The symptom was duplicate records. Not always, not every night, maybe one night in four, and only ever exactly two of each. A nightly job aggregated some figures and wrote a summary row per account. Sometimes there were two summary rows per account with identical numbers and timestamps a few seconds apart.
Two identical rows is a very specific kind of clue. It is not "the data is wrong". The numbers were right. It is not "we processed bad input". The input was fine. It is "the work happened twice". Once you frame it that way, the question is no longer about the data and entirely about how many times the thing ran.
the job that should not be able to run twice
The job was a single cron entry. One line in one crontab on one host.
30 2 * * * /opt/batch/run-nightly.sh >> /var/log/nightly.log 2>&1
A single cron line cannot fire twice. That is the whole appeal of cron. So my first assumption, and I want to be honest about this because it cost me a day, was that the job itself was internally looping. Maybe a retry. Maybe a function called from two places. I read that script far more carefully than it deserved. It was a hundred lines of plumbing that called one binary. No retry, no loop, no second invocation. It was innocent and I had been interrogating it for hours.
The log was the first thing that did not fit. On a duplicate night, the log had two complete runs.
2021-09-14 02:30:01 nightly start
2021-09-14 02:30:48 nightly done (412 accounts)
2021-09-14 02:30:03 nightly start
2021-09-14 02:30:51 nightly done (412 accounts)
Look at the timestamps. The second run starts at 02:30:03, two seconds after the first. They overlap. Cron does not do that. Cron fires once at 02:30 and would not fire the same entry again until the next day. Two starts two seconds apart means two processes, near simultaneous, which means two somethings deciding it was time.
one host, except it wasn't
The boring possibility is a duplicate crontab. Same line in root's crontab and in a deploy user's crontab. I checked. It wasn't that. The line existed exactly once, for exactly one user, on the host I was looking at.
On the host I was looking at.
That is the sentence that mattered, and I had said it to myself maybe ten times without hearing it.
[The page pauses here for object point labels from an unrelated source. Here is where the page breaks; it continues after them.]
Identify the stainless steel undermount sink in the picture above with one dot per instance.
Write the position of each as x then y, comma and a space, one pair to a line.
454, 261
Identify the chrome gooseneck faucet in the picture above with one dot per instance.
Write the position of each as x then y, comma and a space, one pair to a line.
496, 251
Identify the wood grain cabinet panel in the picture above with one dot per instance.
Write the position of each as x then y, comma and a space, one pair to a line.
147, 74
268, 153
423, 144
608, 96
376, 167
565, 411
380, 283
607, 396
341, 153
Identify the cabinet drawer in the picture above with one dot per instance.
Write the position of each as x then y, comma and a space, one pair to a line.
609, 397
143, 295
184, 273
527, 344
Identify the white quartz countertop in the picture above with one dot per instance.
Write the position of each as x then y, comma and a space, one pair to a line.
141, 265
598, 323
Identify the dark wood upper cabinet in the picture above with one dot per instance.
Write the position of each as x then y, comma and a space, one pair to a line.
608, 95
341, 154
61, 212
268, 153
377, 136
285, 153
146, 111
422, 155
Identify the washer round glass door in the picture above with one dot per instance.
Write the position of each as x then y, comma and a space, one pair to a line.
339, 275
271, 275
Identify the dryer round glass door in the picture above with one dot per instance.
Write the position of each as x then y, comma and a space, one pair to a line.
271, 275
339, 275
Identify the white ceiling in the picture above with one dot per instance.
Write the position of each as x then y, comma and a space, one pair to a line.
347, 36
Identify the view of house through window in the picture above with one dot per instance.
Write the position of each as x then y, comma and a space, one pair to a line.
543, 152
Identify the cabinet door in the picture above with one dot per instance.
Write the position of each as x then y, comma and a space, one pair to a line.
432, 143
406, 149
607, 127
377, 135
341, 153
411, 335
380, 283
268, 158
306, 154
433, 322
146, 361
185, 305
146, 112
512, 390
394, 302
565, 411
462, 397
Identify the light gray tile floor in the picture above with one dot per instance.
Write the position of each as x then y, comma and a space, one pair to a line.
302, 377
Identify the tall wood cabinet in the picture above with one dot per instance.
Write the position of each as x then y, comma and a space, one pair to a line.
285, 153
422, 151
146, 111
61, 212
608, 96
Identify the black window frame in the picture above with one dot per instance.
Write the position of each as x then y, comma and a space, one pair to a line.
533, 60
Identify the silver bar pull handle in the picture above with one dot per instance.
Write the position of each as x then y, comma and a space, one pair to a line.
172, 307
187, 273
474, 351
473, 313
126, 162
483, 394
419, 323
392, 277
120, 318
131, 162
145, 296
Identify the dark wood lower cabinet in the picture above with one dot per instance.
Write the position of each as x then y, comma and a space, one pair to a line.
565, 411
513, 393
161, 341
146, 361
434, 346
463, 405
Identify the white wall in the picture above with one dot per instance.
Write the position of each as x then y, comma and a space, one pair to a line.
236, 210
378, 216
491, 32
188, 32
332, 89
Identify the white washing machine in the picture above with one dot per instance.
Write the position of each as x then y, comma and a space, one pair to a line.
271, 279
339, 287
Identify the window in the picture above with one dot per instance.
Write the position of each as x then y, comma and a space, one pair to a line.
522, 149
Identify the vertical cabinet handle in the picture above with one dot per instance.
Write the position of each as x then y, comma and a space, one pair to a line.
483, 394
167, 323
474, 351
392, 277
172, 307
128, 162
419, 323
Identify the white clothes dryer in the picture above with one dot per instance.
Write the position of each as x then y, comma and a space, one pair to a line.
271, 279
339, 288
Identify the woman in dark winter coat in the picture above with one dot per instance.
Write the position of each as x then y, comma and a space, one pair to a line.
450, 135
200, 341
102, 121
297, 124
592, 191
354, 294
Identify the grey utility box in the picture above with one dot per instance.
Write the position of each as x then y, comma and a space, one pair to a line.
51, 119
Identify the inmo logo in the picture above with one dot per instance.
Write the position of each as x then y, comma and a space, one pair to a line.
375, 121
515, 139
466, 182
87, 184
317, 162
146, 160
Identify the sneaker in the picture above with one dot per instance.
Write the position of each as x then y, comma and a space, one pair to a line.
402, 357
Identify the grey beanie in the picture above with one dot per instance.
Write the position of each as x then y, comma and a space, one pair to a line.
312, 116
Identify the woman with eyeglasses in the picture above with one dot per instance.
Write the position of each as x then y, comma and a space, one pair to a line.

We had migrated this service a few months earlier. The migration had been done the sensible way: bring up the new host, run them in parallel for a bit to make sure the new one was healthy, then decommission the old one. The new host was batch02. I had been ssh'd into batch02 all day.
The old host, batch01, was still up. Still had the service deployed. Still had the crontab. It had been "decommissioned" in the sense that someone had stopped sending it traffic and moved on, and not in the sense that anyone had turned it off or removed its scheduled jobs. It had been quietly running the nightly batch every single night for months, into the same shared database, alongside batch02.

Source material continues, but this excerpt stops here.